Splitting CSV data with Regex   (Tips & Tricks)   
The other day I needed to process CSV data from a .NET program. The basic processing is quite simple, you can just call string.Split() to have the job done. But I was faced with a CSV file that contained items in quotes. And of course inside the quotes, a comma would be allowed, thus rendering string.Split() quite useless.

I asked around and found that people were using a library that can be obtained from CodeProject. You can find the actual project here. It provides quite robust CSV processing capabilities. Unfortunately, I was in a hurry, and did not want to play around with a library (I know: bad me). I needed a regular expression that could split my string.

As it turned out, there were some articles to be found around the internet, but none would offer a perfect solution. I finally stitched together a regex from various sources and Google cache entries.

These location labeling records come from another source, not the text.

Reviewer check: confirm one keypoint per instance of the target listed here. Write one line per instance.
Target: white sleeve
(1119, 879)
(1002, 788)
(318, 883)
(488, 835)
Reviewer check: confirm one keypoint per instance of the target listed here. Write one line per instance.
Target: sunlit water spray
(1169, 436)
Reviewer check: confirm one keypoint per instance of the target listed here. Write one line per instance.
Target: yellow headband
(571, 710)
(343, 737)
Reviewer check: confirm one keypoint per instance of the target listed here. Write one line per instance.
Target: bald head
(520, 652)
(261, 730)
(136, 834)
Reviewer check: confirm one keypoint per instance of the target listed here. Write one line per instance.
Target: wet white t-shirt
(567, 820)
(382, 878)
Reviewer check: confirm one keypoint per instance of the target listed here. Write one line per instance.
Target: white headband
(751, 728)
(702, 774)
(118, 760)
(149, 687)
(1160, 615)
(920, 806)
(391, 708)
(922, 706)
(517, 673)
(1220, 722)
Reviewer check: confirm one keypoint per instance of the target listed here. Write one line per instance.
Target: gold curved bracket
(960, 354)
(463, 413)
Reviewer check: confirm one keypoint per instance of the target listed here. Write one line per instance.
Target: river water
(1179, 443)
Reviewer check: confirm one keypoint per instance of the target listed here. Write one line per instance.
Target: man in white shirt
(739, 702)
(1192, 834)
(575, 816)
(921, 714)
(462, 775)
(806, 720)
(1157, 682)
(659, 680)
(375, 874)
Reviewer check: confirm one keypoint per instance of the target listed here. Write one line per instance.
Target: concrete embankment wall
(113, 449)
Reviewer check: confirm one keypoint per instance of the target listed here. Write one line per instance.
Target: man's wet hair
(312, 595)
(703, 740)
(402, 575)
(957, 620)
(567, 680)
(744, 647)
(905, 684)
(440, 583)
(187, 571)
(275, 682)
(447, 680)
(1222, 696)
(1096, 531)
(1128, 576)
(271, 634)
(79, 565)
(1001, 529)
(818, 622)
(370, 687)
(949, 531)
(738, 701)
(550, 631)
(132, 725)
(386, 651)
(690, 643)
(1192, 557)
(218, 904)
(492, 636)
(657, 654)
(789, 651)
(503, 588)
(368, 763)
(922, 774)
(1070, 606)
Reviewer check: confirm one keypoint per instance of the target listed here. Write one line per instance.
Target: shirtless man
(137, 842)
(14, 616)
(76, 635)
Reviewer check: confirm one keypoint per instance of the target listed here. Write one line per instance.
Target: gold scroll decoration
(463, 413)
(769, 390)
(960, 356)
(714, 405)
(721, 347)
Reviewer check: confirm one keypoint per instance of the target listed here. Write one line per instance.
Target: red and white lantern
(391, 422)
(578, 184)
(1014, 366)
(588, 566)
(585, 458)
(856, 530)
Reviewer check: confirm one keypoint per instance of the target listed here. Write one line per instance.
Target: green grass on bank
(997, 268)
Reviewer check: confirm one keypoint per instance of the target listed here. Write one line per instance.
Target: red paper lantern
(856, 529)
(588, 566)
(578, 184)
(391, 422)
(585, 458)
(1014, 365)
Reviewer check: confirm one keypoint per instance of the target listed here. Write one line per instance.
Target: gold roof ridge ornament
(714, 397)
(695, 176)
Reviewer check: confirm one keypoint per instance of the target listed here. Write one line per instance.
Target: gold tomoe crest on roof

Regex rex = new Regex(",(?=(?:[^\"]*\"[^\"]*\")*(?![^\"]*\"))");

This would work for my case. It might not be general enough, but if you have CSVs with quotes and need a fast solution, you can just take the above regex and then use it to split:

string[] result = rex.Split(csvLine);


 

Comments

Jouni Re: Splitting CSV data with Regex
Yes. My point exactly. ;-)
Lenard Gunda Re: Splitting CSV data with Regex
I actually asked around here at work at the time, and all I got was the recommendation for the CodeProject library referenced in the blog post :)
Jouni Re: Splitting CSV data with Regex
You most definitely should have used my implementation of a CSV parser, available at http://www.heikniemi.net/hardcoded/2004/10/csv-parser-for-c/ ;-)

(oh, and it's also included inside the basic tool library at work - the fact that I'm telling you this here reminds me that the internal library documentation definitely needs some polish)